庇われてなお喰らった焔がテオを灼いていた。
それ以上に、後悔が彼自身を灼いた。
「うあああああ!!」
「駄目です、テオさん!!」
翻ったキリルの剣がテオの握ったナイフを弾き飛ばす!
「リュドミール様のご遺志、無駄にはさせません。あの方は、生きていいんだと‥あなたに生きてほしいと、全身で語ったのに!!」
キリルの声が震えていた。ただの刹那かもしれぬが、リュドミールの中で全てを賭した領主の座よりテオへの愛が勝った証拠なのだ。
「光はあるから、絶対あるから、戻ってこい」
「あの人が‥いない、世界でも‥ですか?」
「当たり前だ! そのリュドミールさんがお前を生かしたんだってこと、忘れるなよ?」
「‥はい‥」
髪は縮れ、そばかすなど判別できぬほどの火傷を負っていたが。確かに、テオは頷いた。
そして──守るべき人を取り戻し、感情に引きずられ激昂したキリルが瞳を紅に染めた。
感情を殺した伝助が、悲しみを纏ったスィニー・フィニィ・ミィナが、笑みを奪われたフィーナが。
最後の力を振り絞り、アバドンへ武器を向けた──
その後のことは記すまい。
止めを刺せたのは、やはり、リュドミールの存在があったから、なのだ‥‥
●囚われし采配
「‥‥」
訃報と共に届いた遺体を見、依頼人は瞳を伏せた。
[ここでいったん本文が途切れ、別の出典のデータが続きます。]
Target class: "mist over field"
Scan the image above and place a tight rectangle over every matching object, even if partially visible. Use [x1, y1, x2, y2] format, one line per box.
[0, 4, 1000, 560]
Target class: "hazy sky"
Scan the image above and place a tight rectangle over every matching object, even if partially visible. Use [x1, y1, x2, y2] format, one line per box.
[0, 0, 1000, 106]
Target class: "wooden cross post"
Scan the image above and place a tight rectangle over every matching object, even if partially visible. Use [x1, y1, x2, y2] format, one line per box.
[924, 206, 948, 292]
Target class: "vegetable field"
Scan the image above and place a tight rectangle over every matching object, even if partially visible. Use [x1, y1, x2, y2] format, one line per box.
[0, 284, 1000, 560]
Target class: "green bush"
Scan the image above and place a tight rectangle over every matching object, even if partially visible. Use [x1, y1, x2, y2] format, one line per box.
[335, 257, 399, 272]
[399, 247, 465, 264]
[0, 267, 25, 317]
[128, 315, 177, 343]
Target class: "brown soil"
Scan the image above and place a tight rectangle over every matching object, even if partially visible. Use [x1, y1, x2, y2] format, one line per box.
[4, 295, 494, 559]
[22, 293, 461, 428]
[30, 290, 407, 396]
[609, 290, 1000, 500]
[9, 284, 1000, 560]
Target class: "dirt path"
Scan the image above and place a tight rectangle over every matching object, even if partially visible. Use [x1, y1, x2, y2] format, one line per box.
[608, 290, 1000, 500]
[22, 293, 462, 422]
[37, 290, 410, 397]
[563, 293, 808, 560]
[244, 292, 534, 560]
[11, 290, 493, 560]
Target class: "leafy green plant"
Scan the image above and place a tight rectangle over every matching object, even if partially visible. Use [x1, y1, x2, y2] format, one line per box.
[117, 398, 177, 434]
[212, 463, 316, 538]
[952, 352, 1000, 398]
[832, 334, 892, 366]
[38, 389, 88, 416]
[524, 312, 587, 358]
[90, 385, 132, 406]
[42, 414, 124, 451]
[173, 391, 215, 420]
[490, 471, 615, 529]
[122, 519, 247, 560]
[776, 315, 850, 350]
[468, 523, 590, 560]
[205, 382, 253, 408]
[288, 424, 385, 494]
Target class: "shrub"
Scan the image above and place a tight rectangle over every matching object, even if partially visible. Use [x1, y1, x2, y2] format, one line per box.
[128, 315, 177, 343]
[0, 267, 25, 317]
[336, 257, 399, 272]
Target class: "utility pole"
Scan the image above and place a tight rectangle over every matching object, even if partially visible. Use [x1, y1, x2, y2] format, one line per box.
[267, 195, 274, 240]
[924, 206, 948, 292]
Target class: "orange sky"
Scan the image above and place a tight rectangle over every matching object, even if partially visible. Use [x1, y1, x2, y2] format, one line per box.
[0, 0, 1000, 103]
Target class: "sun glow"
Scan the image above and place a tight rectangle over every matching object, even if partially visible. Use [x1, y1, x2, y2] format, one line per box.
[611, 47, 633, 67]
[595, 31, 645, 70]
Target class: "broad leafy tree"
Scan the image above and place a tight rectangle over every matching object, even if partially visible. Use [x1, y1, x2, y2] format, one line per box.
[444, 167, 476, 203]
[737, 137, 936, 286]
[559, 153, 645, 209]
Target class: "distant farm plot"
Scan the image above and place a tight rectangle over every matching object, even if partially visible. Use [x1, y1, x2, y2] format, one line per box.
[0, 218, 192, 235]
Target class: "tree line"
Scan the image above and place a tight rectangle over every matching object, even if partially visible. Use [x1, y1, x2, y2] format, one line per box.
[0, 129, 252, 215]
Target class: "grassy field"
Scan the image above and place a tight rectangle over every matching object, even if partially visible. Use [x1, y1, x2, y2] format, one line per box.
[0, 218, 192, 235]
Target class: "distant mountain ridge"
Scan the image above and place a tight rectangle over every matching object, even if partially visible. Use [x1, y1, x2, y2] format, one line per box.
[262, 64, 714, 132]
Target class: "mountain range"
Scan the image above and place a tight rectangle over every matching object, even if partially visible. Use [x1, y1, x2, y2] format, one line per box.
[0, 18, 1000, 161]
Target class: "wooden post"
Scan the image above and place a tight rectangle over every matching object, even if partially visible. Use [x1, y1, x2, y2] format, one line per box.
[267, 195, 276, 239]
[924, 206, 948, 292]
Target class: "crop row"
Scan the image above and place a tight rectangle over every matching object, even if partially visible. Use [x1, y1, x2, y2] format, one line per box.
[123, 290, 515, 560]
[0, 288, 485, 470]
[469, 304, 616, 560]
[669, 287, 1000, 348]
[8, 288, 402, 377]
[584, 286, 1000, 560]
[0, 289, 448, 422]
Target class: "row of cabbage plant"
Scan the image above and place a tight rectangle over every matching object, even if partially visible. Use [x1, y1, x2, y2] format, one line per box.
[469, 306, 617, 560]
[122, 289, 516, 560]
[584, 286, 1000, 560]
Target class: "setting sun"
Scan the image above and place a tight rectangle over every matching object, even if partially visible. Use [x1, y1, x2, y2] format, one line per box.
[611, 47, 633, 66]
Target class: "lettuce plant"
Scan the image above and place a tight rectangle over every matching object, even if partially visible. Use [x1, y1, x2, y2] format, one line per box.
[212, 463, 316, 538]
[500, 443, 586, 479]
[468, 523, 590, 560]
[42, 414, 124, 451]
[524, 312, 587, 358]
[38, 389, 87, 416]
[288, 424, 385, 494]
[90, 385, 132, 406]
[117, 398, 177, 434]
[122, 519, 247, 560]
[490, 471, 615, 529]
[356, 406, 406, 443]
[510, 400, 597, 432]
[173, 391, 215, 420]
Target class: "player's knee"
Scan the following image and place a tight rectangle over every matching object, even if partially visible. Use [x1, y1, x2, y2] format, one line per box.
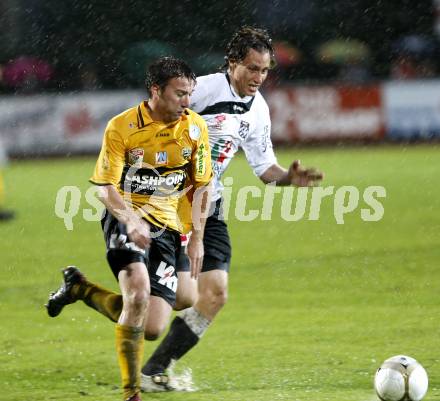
[144, 324, 166, 341]
[200, 287, 228, 310]
[124, 290, 150, 313]
[173, 293, 197, 311]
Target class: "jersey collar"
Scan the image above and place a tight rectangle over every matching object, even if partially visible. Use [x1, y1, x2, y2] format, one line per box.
[225, 72, 255, 103]
[137, 100, 187, 128]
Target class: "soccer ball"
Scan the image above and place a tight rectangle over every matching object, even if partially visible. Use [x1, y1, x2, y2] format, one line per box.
[374, 355, 428, 401]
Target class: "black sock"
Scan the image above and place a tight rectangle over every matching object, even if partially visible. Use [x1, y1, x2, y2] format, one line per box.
[142, 316, 199, 376]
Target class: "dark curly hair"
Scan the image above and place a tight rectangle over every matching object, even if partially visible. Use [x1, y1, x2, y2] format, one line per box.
[145, 56, 196, 97]
[222, 26, 275, 70]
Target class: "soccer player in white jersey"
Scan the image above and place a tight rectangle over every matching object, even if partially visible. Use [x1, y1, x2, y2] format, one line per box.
[141, 27, 322, 391]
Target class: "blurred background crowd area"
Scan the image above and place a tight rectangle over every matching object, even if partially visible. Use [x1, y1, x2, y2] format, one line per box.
[0, 0, 440, 93]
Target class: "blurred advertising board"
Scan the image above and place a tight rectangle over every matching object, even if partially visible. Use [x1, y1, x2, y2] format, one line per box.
[265, 86, 385, 143]
[383, 80, 440, 139]
[0, 91, 143, 156]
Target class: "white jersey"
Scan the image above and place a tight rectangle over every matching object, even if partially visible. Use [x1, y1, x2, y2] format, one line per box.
[190, 73, 276, 201]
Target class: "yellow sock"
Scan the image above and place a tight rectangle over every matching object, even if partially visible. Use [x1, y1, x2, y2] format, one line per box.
[116, 324, 144, 400]
[72, 282, 122, 323]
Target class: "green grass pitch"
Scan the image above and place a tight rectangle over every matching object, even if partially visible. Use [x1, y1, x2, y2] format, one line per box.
[0, 144, 440, 401]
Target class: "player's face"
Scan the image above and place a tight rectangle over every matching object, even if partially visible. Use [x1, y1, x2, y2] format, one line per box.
[156, 77, 194, 122]
[229, 49, 270, 97]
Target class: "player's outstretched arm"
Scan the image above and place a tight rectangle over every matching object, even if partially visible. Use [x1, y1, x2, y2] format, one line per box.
[260, 160, 324, 187]
[98, 185, 151, 249]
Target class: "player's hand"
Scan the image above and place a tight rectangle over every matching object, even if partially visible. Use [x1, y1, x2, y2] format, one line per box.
[186, 235, 205, 279]
[126, 216, 151, 249]
[287, 160, 324, 187]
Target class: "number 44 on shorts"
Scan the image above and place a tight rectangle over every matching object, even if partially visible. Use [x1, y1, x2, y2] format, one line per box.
[156, 261, 177, 292]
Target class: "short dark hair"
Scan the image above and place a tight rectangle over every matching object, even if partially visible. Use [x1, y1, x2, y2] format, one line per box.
[145, 56, 196, 96]
[223, 26, 275, 69]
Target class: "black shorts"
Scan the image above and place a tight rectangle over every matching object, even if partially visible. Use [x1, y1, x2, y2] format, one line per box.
[101, 211, 180, 306]
[176, 199, 232, 272]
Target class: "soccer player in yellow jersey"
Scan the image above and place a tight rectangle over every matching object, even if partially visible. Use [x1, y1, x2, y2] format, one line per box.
[47, 57, 212, 401]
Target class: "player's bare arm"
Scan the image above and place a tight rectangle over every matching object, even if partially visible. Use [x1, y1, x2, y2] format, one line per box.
[98, 185, 151, 249]
[187, 183, 212, 278]
[260, 160, 324, 187]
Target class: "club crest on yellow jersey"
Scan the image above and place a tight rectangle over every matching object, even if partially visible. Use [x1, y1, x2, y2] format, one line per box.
[128, 148, 144, 167]
[156, 151, 168, 165]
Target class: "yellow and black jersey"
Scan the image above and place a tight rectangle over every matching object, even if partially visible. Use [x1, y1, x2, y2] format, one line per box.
[90, 102, 212, 232]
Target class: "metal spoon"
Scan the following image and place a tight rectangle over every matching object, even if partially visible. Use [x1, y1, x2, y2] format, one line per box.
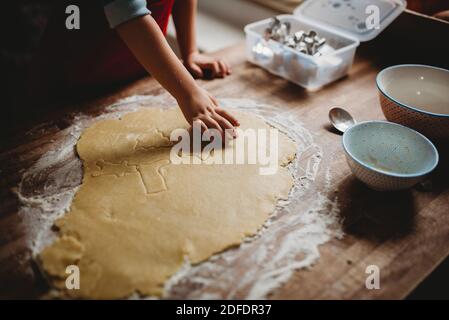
[329, 107, 356, 133]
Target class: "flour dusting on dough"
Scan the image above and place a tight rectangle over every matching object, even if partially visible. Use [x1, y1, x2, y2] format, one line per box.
[17, 96, 342, 299]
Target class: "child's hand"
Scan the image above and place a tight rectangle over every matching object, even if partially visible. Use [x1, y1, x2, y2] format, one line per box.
[178, 87, 240, 138]
[184, 51, 232, 78]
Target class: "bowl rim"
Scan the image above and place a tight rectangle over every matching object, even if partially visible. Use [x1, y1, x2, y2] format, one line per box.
[342, 120, 440, 178]
[376, 64, 449, 118]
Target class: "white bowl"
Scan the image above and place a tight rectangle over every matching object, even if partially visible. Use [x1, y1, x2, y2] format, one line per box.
[376, 64, 449, 140]
[343, 121, 439, 191]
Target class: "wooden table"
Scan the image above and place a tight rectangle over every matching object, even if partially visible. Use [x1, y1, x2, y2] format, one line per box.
[0, 45, 449, 299]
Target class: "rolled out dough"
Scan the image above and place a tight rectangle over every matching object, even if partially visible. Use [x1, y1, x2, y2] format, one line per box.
[39, 108, 296, 299]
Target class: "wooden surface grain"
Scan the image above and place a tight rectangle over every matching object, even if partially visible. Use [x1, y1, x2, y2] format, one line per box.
[0, 45, 449, 299]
蘇生を行うには、時間が経ちすぎていた。
「申し訳ありません、アルトゥール様‥!」
「気に病まなくていいよ、キリル。それが兄上の望みだったんだろう」
「でも‥私たちが‥」
「それに‥」
スィニーが泣きはらした瞳を向ける。
だが、アルトゥールの表情は彼にしては、とても穏やかだった。
「覚悟はしてたんだよ、僕もね。まさか、あのリュドミールが他人を庇って死ぬとは思わなかったけど」
「すみません‥でした‥」
ミィナにより回復魔法を施されたテオが、崩れ落ちた。
「キミには償ってもらうよ」
「アルトゥールさん!」
庇うように進み出たシュテルケを手で制し、アルは語気も厳しくテオに告げた。
「残る生涯を支払うんだ。墓守として、リュドミールの墓に寄り添え」
アルをよく知る冒険者らが目を丸くした。
「テオは死んだ。キミは火傷を負った沢山の領民の一人、だろう?」
ひょいと肩を竦めた彼の言葉に、ほんの少しだけ──救われた気がした。